07 Jan 2025 - Posted by Norbert Szetei
At Doyensec, we decided to perform a vulnerability research activity on the SMB3 Kernel Server (ksmbd), a component of the Linux kernel. Initially, it was enabled as an experimental feature, but in the kernel version 6.6, the experimental flag was removed, and it remains stable.
Ksmbd splits tasks to optimize performance, handling critical file operations in kernel space and non-performance-related tasks, such as DCE/RPC and user account management, in user space via ksmbd.mountd
. The server uses a multi-threaded architecture to efficiently process SMB requests in parallel, leveraging kernel worker threads for scalability and user-space integration for configuration and RPC handling.
Ksmbd is not enabled by default, but it is a great target for learning the SMB protocol while also exploring Linux internals, such as networking, memory management, and threading.
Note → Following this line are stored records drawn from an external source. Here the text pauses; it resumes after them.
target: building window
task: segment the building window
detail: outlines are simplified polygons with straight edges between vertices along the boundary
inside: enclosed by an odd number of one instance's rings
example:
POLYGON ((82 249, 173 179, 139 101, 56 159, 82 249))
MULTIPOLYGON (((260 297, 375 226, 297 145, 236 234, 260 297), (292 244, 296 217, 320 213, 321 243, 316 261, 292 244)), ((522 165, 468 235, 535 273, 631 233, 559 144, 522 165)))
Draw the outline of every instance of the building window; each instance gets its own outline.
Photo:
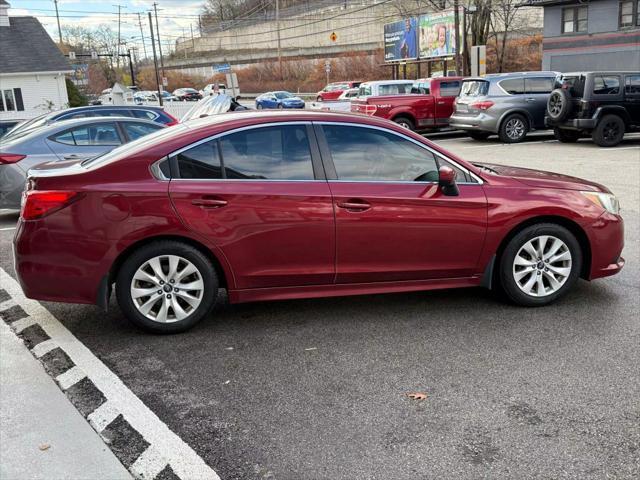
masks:
POLYGON ((640 0, 623 0, 620 2, 620 28, 640 25, 640 0))
POLYGON ((0 90, 0 112, 21 112, 23 110, 24 103, 20 88, 0 90))
POLYGON ((562 33, 583 33, 587 31, 587 12, 589 7, 570 7, 562 9, 562 33))

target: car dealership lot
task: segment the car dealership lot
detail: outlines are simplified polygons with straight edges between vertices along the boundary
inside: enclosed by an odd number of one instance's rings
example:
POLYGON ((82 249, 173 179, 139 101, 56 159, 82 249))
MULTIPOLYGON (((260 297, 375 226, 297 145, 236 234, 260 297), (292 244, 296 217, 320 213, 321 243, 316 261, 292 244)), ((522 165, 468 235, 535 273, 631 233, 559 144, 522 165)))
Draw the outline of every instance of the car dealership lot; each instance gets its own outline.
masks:
MULTIPOLYGON (((230 306, 193 330, 135 330, 112 299, 45 303, 223 479, 632 478, 640 474, 640 136, 602 149, 548 133, 432 138, 469 160, 616 193, 621 274, 549 307, 481 289, 230 306), (425 400, 407 393, 424 392, 425 400)), ((15 215, 0 214, 13 275, 15 215)))

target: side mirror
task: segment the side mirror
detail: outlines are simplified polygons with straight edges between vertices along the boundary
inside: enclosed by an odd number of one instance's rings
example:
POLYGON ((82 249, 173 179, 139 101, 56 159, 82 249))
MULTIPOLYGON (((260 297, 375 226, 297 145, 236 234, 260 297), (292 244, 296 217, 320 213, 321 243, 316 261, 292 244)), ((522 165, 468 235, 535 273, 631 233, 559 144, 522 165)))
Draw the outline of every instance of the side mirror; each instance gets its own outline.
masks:
POLYGON ((443 165, 438 170, 438 184, 445 195, 450 197, 460 195, 458 184, 456 184, 456 171, 447 165, 443 165))

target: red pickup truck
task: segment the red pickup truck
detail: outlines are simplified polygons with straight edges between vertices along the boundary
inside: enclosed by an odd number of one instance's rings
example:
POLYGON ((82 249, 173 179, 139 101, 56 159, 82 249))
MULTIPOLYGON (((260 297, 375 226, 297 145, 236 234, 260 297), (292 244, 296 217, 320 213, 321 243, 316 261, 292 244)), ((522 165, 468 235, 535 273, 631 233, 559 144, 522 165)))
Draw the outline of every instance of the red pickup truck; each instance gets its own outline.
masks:
POLYGON ((437 129, 449 125, 462 77, 421 78, 411 93, 358 96, 351 111, 386 118, 410 130, 437 129))

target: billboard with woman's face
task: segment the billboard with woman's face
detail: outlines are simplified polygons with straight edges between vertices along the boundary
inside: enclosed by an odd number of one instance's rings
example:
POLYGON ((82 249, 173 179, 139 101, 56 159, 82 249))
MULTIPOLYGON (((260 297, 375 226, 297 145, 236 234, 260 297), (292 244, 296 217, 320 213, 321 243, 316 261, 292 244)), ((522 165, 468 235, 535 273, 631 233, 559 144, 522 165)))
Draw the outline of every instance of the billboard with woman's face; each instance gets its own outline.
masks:
MULTIPOLYGON (((463 14, 460 10, 460 19, 463 14)), ((456 54, 455 24, 453 10, 421 15, 418 20, 420 58, 454 56, 456 54)), ((462 21, 460 21, 459 38, 462 41, 462 21)))
POLYGON ((418 58, 417 18, 406 18, 384 26, 384 59, 386 62, 418 58))

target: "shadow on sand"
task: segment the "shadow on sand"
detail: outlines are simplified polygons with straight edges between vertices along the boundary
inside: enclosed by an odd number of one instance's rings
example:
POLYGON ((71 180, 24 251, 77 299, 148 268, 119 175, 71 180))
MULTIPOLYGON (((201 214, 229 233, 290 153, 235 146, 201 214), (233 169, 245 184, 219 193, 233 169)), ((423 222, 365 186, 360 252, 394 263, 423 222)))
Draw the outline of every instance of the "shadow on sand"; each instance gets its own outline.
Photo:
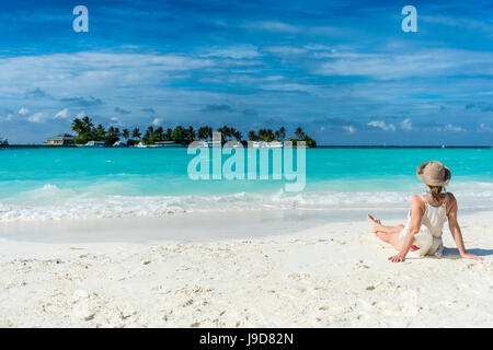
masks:
MULTIPOLYGON (((473 249, 467 249, 467 252, 470 254, 482 256, 482 257, 493 255, 493 249, 473 248, 473 249)), ((444 247, 444 258, 445 259, 460 259, 459 250, 457 248, 444 247)))

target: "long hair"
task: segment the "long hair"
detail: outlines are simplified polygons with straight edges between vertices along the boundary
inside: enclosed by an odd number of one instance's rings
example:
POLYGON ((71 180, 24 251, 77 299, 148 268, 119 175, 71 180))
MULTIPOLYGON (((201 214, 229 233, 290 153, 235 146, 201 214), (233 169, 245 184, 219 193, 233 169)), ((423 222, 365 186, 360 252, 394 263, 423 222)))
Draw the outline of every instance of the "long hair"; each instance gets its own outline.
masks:
POLYGON ((434 201, 440 200, 440 194, 444 190, 444 186, 429 186, 429 191, 432 192, 432 197, 434 201))

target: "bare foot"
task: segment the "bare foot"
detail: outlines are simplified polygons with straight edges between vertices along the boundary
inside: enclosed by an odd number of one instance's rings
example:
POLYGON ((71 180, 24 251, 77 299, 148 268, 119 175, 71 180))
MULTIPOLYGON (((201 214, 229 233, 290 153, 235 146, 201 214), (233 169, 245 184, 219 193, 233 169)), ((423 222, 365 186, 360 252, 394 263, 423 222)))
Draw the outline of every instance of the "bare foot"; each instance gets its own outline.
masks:
POLYGON ((368 220, 368 222, 374 225, 374 233, 377 233, 378 228, 381 225, 380 220, 375 219, 374 217, 371 217, 370 214, 366 215, 366 219, 368 220))

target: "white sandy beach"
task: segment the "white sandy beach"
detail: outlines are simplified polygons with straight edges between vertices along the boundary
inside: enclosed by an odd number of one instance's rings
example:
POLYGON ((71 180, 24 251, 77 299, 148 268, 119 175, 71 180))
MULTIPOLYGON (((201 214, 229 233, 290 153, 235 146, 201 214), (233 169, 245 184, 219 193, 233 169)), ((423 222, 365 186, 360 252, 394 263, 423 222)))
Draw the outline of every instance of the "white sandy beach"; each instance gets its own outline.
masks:
POLYGON ((460 222, 483 261, 446 230, 444 258, 391 264, 364 218, 207 242, 4 238, 0 326, 492 327, 493 215, 460 222))

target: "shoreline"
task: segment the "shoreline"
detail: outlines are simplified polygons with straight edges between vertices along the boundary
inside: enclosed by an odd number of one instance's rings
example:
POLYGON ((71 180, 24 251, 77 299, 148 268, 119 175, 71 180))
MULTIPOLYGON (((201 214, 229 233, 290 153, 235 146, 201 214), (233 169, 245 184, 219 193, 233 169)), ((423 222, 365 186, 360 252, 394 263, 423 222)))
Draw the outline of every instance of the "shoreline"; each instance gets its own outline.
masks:
POLYGON ((445 230, 443 259, 391 264, 365 220, 207 242, 2 240, 0 326, 493 327, 493 215, 460 222, 484 261, 459 259, 445 230))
The ksmbd kernel component binds directly to port 445 to handle SMB traffic. Communication between the kernel and the ksmbd.mountd
user-space process occurs via the Netlink interface, a socket-based mechanism for kernel-to-user space communication in Linux. We focused on targeting the kernel directly due to its direct reachability, even though ksmbd.mountd
operates with root privileges.
The illustrative diagram of the architecture can be found here in the mailing list and is displayed below:
|--- ...
--------|--- ksmbd/3 - Client 3
|-------|--- ksmbd/2 - Client 2
| | ____________________________________________________
| | |- Client 1 |
<--- Socket ---|--- ksmbd/1 <<= Authentication : NTLM/NTLM2, Kerberos |
| | | | <<= SMB engine : SMB2, SMB2.1, SMB3, SMB3.0.2, |
| | | | SMB3.1.1 |
| | | |____________________________________________________|
| | |
| | |--- VFS --- Local Filesystem
| |
KERNEL |--- ksmbd/0(forker kthread)
---------------||---------------------------------------------------------------
USER ||
|| communication using NETLINK
|| ______________________________________________
|| | |
ksmbd.mountd <<= DCE/RPC(srvsvc, wkssvc, samr, lsarpc) |
^ | <<= configure shares setting, user accounts |
| |______________________________________________|
|
|------ smb.conf(config file)
|
|------ ksmbdpwd.db(user account/password file)
^
ksmbd.adduser ------------|
Multiple studies on this topic have been published, including those by Thalium and pwning.tech. The latter contains a detailed explanation on how to approach fuzzing from scratch using syzkaller. Although the article’s grammar is quite simple, it provides an excellent starting point for further improvements we built upon.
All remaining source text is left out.